Sometimes, writing is about not writing. Sometimes, you have to put down the pen and get busy living in order to have anything to write about. At least, that’s my excuse for April.
April has been a month of clearing my head of all the wordy detritus that’s built up there over the past few months. Honestly, I think I needed the break. At the end of March my brain just felt stuffed, and writing felt difficult (more difficult than usual), as though I was forcing the words out kicking and screaming. Creativity is a muscle, after all, and any muscle can become overworked and strained.
So I’ve spent the past month travelling.
I’ve spent a fair bit of time on boats, and a fair bit of time eating all the delicious food I can get my hands on. The only reason I’m not currently the size of a house is that I’ve also spent quite a bit of time walking, whether that’s wandering round towns and cities, or the 3 day trekking tour I bravely embarked on in the hilly northwest of Vietnam around Sa Pa.
I’ve always believed that walking is good for writing. I’m not alone in this belief: I know a number of writers who extol the virtues of a good walk for clearing the brain. Wordsworth used to compose sonnets during his walks on the beach at Calais.
Maybe it’s something to do with the rhythm. Maybe it’s the chemical change enacted on the body by keeping it in motion. Maybe it’s the feel of ground beneath the feet, of groundedness. Whatever the answer, I’ve come home itching to pick up my pen and get the ball rolling on my various projects again.
Well – I say I’ve come home… I did, sort of. For about 2 days. Now I’m off again, although this time I feel slightly more justified in that I’m currently travelling for work. (I love saying that: travelling for work. It sounds so important & businesslike.)
This week, I’ve spent a couple of days in Dublin, where I was shortlisted for the Ballymaloe International Poetry Prize. I didn’t win, but the evening was lovely enough even without winning. Each of the shortlisted poets read their poem, and we were then all presented with our cheques (!) and photographed, and everyone drank wine. There was so much wine on tap all evening: poetry events done right.
After the award ceremony, there was a reading by Don Paterson and Colette Bryce. I’d heard Colette read before at a workshop weekend at the Wordsworth Trust, but it was wonderful hearing her read from her new Selected Poems, like a cross-section of her writing career so far. As for Don Paterson, I’ve heard him read a few times, as he was one of the tutors on my Masters at St Andrews, but I always enjoy hearing him read: his precise and often ominous poems interspersed with moments of his self-deprecating humour. As with all good poetry readings, this was followed by a trip to the pub, and a long conversation with Don & my friend Ann, who did the Masters at the same time as me and completely surprised me by showing up the the Ballymaloe Prize reading to hear me read. A wonderful affirmation of the generous nature of the poetry world.

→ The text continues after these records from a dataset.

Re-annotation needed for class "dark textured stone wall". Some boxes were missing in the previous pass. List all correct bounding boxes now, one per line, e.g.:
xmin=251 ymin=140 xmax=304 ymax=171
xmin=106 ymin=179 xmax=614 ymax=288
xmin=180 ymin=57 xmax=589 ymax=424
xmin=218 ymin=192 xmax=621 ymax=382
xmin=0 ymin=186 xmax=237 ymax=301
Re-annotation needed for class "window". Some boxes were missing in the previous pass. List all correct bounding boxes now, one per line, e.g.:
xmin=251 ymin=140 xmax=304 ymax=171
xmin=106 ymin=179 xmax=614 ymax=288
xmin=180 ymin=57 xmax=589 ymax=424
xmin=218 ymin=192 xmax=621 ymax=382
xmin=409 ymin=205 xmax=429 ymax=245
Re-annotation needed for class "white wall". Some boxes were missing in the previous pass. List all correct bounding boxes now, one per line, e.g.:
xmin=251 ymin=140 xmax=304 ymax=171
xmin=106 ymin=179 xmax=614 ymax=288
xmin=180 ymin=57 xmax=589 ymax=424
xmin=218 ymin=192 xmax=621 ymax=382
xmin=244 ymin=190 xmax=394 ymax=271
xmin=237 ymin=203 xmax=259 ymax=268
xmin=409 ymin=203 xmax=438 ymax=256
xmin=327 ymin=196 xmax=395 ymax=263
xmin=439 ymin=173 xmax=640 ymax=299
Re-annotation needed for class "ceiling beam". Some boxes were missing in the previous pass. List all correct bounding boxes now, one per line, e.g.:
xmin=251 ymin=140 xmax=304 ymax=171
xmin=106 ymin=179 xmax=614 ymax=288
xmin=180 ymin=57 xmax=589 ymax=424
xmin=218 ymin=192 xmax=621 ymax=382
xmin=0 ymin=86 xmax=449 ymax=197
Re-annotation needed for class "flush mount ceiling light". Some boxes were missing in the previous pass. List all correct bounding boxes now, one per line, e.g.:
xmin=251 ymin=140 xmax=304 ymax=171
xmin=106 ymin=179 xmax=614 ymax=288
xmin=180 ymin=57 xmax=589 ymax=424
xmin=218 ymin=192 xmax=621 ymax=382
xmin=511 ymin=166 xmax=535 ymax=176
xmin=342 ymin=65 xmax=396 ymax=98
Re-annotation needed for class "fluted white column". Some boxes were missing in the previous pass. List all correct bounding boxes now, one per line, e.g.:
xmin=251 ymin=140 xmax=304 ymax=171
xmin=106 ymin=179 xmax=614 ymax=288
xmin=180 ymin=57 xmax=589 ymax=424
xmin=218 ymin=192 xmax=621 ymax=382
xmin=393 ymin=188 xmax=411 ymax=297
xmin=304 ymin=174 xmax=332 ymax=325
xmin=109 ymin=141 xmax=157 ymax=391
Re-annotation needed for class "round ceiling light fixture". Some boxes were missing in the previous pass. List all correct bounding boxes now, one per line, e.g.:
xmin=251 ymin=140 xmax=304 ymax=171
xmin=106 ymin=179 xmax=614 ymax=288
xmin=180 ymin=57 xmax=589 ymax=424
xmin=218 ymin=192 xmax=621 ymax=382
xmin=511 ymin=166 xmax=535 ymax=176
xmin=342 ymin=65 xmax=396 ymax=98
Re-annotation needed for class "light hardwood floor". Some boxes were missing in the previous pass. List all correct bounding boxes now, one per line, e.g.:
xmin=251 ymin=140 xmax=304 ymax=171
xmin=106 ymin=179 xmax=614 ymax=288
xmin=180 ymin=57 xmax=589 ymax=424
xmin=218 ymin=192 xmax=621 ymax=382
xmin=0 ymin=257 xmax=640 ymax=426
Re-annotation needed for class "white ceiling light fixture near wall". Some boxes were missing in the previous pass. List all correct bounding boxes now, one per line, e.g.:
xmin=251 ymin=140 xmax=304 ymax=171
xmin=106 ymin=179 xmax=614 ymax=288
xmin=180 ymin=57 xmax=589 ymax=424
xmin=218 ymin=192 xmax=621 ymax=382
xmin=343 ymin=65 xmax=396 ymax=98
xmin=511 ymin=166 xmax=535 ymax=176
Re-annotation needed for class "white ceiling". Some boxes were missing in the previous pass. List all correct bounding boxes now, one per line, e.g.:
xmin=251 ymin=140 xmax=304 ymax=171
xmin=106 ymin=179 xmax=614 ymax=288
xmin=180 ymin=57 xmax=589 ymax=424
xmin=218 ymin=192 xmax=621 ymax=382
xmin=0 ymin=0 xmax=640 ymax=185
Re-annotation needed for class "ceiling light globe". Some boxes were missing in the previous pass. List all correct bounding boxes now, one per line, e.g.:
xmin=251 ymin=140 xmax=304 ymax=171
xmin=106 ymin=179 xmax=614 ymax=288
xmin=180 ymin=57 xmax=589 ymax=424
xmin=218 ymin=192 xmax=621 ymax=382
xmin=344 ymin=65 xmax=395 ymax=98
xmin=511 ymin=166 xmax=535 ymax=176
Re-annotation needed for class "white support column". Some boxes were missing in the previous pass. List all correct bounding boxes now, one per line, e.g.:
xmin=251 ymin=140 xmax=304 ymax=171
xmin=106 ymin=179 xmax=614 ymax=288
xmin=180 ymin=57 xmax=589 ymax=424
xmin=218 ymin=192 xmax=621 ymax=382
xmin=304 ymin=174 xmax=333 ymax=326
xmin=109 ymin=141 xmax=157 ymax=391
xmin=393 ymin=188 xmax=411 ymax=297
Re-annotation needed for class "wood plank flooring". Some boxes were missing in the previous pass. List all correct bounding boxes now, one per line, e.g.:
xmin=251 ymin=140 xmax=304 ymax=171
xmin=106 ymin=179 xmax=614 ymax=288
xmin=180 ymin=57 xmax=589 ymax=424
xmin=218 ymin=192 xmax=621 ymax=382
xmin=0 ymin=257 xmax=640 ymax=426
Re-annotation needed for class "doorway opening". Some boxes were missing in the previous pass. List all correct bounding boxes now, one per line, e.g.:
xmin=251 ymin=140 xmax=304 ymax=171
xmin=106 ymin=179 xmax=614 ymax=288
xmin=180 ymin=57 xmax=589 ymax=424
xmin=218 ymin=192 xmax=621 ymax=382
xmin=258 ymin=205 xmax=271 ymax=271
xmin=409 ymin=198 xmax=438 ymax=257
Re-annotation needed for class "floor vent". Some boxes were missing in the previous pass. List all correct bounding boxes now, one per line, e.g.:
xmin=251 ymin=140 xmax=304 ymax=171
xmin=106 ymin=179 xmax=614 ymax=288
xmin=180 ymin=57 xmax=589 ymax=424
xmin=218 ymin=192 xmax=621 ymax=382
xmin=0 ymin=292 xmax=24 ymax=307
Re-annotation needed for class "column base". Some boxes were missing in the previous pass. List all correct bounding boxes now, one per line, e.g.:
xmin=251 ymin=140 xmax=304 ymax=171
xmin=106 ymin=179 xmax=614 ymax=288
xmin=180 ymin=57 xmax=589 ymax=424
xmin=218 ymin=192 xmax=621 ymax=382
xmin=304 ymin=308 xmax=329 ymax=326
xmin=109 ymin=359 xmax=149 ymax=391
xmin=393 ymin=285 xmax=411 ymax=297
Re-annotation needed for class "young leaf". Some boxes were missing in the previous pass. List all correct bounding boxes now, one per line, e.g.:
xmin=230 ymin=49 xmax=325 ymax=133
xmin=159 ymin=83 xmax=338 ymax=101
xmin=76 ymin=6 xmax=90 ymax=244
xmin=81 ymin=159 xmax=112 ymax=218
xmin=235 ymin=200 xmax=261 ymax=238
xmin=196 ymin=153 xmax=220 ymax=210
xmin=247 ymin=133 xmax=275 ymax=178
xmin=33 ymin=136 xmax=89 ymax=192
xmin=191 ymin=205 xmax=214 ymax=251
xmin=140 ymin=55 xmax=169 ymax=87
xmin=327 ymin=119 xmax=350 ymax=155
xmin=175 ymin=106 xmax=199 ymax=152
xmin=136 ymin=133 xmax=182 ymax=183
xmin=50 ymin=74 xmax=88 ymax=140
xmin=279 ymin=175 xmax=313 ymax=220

From Dublin, I flew to Gatwick, to take the train to Petersfield for the South Downs Poetry Festival Residential, tutored by Kim Moore & Hugh Dunkerley, which I was lucky enough to receive an emerging writers’ bursary for. The long weekend focussed broadly on landscape, with workshops encouraging us to think about the internal and external landscapes, journeys through them, and how we address and perceive elements of the landscape around us. After a month’s break from writing creatively, the residential was a baptism of fire, and I came away with five almost-complete poems, and a couple of bits of raw material that may or may not shape up into something in the future. So talk about a productive weekend!
The Month in Books:
You know when you’re browsing an airport bookshops between flights, and you aren’t really there because you’re planning to buy a book, you’re just trying to kill some of your layover time? And then suddenly you see a friend’s book on the bestseller stand, and obviously it’s like fate intervening and telling you that you can’t not buy it? At Singapore airport, that’s exactly what happened to me, when I saw (and of course couldnt’ resist buying) Cecilia Vinesse’s heart-warming young adult novel, Seven Days of You. Cecilia was another students on the St Andrews creative writing Masters at the same time as me, so it was particularly special to be able to buy and read a book that I’d heard so much about, and seen during the earlier stages of its creation process.
Other than that, I’ve been reading quite a bit about Cambodia & Vietnam, in an effort to connect my reading with my travels. I love doing this: I love that experience of reading about a place, and then looking up from the page to find that I’m actually there.
- Cambodian Stories from the Gatiloke
- The Sorrow of War, by Bao Ninh
- Seven Days of You, by Cecilia Vinesse
- The Clothing of Books, by Jhumpa Lahiri
- The Quiet American, by Graham Greene
(During my 4 weeks in Cambodia & Vietnam, I took over 3000 photos. Don’t worry. They’re not all posted here.)